「いいものをつくろうとする姿勢」を学んだシェルフ
芦沢啓治「SLY TALL BOX」

「いいものをつくろうとする姿勢」

私たちが担当したのは、芦沢啓治氏のデザインによるSHELF。文系の学生だった私は、それまで図面を描いたことがありませんでした。デザインを製作図面にして、正確な情報を芦沢氏や協力会社に説明する。これだけでも大仕事だったのです。打ち合わせをしながら何度も図面を描き直し、聞いたことのない専門用語、それまで考えたことのなかった納期・予算についてなど、日々緊張感を持って、多くの方々と接していたのを覚えています。

協力会社にイメージを図面で伝え、技術・意匠・予算・納期などさまざまな側面から検討を重ねました。初めての仕事でこれだけ複雑なSHELFをつくることができたのは、何度もやり直しながら最終的に正確な図面を描くことができたからだと思います。図面を描くことを通して、さまざまなアイデアや意見を皆さんからいただくことができました。なにより「いいものをつくろうとする姿勢」を学んだと思います。
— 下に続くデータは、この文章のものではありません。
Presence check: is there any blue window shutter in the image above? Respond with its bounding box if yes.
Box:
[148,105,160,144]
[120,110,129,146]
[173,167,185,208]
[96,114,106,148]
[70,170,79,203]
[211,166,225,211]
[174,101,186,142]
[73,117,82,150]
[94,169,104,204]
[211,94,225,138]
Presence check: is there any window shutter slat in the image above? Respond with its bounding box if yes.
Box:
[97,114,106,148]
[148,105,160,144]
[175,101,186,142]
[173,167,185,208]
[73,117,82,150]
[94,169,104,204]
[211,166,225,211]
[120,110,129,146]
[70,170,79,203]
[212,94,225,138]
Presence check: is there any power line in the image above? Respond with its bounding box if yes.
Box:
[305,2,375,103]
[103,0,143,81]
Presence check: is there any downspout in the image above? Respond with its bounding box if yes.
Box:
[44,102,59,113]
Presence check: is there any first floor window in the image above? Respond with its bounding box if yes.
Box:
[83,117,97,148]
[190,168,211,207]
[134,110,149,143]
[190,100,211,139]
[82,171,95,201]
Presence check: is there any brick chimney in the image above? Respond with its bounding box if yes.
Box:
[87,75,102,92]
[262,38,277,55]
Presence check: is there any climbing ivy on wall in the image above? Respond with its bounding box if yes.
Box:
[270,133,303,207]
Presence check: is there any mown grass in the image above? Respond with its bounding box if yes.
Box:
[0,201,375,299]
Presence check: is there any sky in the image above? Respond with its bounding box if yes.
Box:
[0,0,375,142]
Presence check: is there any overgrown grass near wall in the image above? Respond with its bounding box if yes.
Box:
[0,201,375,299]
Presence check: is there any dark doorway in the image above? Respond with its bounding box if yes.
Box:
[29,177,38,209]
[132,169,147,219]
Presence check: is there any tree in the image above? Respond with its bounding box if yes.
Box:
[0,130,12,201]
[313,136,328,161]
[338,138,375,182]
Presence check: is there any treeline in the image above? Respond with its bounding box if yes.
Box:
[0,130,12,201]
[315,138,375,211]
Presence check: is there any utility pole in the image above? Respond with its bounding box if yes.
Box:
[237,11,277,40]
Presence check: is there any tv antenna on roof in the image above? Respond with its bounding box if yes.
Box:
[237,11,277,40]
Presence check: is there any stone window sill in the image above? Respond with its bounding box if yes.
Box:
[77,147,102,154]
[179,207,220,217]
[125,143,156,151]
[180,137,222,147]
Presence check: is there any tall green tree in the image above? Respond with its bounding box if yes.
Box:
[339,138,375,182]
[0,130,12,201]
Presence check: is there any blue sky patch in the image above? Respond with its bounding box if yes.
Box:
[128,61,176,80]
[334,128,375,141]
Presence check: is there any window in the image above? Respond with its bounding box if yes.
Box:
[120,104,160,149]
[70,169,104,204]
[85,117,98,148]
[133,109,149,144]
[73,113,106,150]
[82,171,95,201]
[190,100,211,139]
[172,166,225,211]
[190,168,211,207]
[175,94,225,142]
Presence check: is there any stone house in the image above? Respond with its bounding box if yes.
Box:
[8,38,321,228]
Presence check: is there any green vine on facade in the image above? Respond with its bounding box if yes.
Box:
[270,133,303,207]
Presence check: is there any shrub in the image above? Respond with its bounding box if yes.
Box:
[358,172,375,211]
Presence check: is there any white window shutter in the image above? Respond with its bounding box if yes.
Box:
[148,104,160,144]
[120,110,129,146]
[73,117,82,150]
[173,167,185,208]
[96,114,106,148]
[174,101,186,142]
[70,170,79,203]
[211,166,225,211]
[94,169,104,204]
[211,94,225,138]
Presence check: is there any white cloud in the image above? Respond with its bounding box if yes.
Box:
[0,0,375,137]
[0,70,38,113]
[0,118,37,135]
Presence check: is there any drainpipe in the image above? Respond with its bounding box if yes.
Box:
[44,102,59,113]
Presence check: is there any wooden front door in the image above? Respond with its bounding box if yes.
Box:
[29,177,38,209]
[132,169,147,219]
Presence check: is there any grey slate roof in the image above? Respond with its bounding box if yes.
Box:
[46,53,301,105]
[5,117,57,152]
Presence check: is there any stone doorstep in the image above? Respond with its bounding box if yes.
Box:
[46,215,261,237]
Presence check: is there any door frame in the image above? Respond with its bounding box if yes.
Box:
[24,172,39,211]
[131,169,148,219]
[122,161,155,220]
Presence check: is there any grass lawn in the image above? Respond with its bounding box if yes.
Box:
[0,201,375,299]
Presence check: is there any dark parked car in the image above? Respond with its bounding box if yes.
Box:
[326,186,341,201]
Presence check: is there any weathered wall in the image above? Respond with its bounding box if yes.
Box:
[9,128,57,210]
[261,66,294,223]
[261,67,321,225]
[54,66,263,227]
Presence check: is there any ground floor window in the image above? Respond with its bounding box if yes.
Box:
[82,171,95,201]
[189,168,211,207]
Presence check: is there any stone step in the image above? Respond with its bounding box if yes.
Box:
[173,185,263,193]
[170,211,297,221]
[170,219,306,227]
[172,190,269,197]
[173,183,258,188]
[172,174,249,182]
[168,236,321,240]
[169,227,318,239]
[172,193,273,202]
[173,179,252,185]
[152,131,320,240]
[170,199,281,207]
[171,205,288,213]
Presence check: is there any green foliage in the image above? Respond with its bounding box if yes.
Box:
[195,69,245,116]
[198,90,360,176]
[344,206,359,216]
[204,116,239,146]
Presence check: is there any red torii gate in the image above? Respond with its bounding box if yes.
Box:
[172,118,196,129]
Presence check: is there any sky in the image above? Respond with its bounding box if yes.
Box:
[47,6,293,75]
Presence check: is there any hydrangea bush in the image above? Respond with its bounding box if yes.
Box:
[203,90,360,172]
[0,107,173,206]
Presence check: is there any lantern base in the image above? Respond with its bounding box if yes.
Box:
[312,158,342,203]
ものづくりにおいて、多くの人と多くのことを共有していくという難しさを感じ、それと同時に、意見交換を重ねていくなかで、どんどん精度を増していくことに面白さを感じました。多くの人と多様な問題を解決していったことで、でき上がったときの喜びも共有することができました。(文/二見志穂、SE事業部 第1PM統括部 営業)

「SLY TALL BOX」
デザイン:芦沢啓治(芦沢啓治建築設計事務所)
協力会社:(有)小野木工製作所、滝沢金属工業(株) ほか
撮影:kenpo

展示や内装の設計・施工を手がける丹青社が、2009 年から新入社員教育の一環として行っている「SHELF制作研修」。本連載では、研修に参加された丹青社の方々に、それぞれの作品について語っていただきます。また、この研修成果については、20119月27日(火)〜10月5日(水)までアクシスギャラリーで開催された「人づくりプロジェクト SHELF展」において、展示報告されました。